= Giovanni Cesari =

Italian opera singer (1843–1904)

Giovanni Cesari (25 June 1843 – 10 March 1904) was an Italian singer with a soprano acuto, or high soprano voice.

Together with Alessandro Moreschi, Domenico Salvatori and Domenico Mustafà, Cesari was a famous castrato singer of the late 19th century. Born in the town of Frosinone, he was dropped off at an orphanage in 1852 by his parents. Here he started his musical education under the direction of Gaetano Capocci, financed by the Sistine Chapel. He was then admitted, upon completing his studies, as a soprano to the Sistine Chapel Choir at the age of 17 in 1861. Cesari was overall a remarkable soprano, and although he possessed a veiled voice, he was a master of song with an optimal intonation and an exquisite trill.

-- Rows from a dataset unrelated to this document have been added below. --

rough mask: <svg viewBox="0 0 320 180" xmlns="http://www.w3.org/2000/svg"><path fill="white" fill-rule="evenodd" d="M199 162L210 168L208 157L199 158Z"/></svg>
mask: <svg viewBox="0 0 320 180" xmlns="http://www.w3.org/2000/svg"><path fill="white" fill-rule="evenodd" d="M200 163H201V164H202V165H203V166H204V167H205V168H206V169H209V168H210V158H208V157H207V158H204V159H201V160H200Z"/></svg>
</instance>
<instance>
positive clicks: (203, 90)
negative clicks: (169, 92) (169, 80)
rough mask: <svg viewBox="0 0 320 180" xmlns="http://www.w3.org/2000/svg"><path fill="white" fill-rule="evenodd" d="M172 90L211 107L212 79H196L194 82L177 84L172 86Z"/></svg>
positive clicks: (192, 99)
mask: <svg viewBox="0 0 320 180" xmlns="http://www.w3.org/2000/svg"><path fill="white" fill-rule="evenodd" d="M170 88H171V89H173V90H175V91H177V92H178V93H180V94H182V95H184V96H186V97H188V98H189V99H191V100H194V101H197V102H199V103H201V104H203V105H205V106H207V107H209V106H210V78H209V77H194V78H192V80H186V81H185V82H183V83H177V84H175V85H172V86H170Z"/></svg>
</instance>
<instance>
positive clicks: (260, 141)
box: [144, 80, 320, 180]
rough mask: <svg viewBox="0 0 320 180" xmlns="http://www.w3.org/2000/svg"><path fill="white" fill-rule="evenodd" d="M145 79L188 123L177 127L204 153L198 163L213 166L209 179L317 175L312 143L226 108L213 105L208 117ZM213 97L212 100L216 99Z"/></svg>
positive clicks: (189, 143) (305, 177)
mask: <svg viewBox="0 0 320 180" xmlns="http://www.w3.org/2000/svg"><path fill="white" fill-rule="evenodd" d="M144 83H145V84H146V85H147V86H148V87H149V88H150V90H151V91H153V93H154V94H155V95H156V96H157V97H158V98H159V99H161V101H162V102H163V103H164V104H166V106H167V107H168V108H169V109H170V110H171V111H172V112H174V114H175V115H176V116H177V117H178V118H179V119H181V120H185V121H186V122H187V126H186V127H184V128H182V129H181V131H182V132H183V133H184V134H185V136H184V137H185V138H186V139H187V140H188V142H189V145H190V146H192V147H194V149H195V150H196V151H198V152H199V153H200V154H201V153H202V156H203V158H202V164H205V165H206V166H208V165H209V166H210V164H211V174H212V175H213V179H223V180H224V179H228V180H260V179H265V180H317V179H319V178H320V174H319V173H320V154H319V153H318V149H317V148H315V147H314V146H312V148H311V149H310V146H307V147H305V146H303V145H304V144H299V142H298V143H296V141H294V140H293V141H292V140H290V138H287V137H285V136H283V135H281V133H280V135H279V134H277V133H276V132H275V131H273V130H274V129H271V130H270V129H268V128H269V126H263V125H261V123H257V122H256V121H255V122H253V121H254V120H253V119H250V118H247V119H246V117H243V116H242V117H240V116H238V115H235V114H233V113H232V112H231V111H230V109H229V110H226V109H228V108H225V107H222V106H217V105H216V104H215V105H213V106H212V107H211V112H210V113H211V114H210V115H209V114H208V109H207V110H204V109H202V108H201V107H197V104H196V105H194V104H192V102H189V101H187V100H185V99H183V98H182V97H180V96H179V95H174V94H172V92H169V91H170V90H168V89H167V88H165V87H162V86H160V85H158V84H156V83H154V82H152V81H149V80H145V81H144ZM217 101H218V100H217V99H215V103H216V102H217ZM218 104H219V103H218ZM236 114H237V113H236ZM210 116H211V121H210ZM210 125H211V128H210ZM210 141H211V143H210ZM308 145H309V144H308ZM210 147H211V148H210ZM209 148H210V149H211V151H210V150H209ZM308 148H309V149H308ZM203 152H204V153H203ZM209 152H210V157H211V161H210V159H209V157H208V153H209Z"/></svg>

In addition to being a soprano at the Sistine Chapel Choir, he was also director of sacred music at several churches of Rome (Santa Lucia al Gonfalone, Santo Spirito in Sassia, etc.), and he used to arrange concerts in Rome. In 1896 he was promoted to vice-director of the Cappella, sometimes substituting for the older maestro Domenico Mustafà. He died prematurely in Rome in 1904.

His voice can be heard, rather faintly, together with those of the other choristers on the Sistine Chapel recordings made by Fred Gaisberg in 1902.